During the rough first months of the pandemic, Hoyle's 6-year-old niece showed her the app TikTok. Hoyle played along; maybe there was some way for her to use this form of social media for her business.

"I had no choice but to learn it [TikTok] because I had all this time on my hands," she said.

She thought the app was silly at first — she usually pictured dancing teenagers lip-syncing to popular songs. She would never have guessed that TikTok would be the driving force that kept her business open throughout the pandemic. When Hoyle posted a video of new product, TikTok users rushed to her website. Eventually, the clothes she posted on TikTok quickly sold out, thanks to her growing number of TikTok followers (over 384k and counting).

"I never thought in a million years that I'll be making money off TikTok," Hoyle said. "I remember when the previous president was talking about banning TikTok in the U.S., I was like, 'Oh my gosh, I'm going to be really screwed.'"

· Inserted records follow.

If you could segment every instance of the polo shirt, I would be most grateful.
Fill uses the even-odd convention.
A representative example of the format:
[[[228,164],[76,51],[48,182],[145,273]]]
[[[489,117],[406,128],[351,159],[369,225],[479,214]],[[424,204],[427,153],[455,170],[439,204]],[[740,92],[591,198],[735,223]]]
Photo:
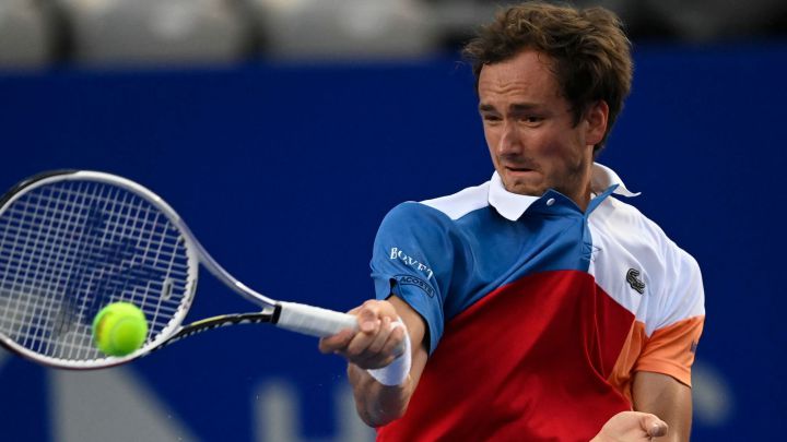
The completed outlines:
[[[430,359],[378,440],[587,442],[632,408],[636,371],[691,385],[697,263],[618,199],[636,194],[613,170],[595,164],[591,190],[583,212],[554,190],[510,193],[495,172],[388,213],[376,296],[423,318]]]

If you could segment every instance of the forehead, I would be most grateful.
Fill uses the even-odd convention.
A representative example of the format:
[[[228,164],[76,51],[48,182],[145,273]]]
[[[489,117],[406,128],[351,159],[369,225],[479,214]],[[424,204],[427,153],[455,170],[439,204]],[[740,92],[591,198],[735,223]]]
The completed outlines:
[[[549,101],[560,97],[551,70],[552,59],[535,50],[524,50],[510,59],[485,64],[479,74],[481,101],[510,97],[528,101]]]

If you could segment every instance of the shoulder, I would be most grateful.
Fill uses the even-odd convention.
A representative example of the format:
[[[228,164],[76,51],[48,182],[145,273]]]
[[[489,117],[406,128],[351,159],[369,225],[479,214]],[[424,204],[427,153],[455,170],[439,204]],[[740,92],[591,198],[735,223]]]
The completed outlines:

Her popularity is constantly growing on TikTok and Instagram, and it's because of the authenticity of her style. Her style is a reflection of her life.

"You're telling a story through your fashion without saying anything, so I let the clothing speak for me or what I'm going through that day," she said.

Transitional periods in life, like the one she's currently in, inspire her fashion sense. It's in these transitions that she feels most creative. In the near future, Hoyle would like to turn her creativity into her own fashion line. She says it's a big risk right now with the current pandemic. Nevertheless, she's ready to strike when the moment is right. She took a big risk when she traveled across the country to pursue fashion, but it's paying off; She's doing what she loves in a city she loves, and she hopes she inspires others to go after their passion.

"I'm inspiring other kids to chase what they're passionate about," she said. "You only have one life to do it."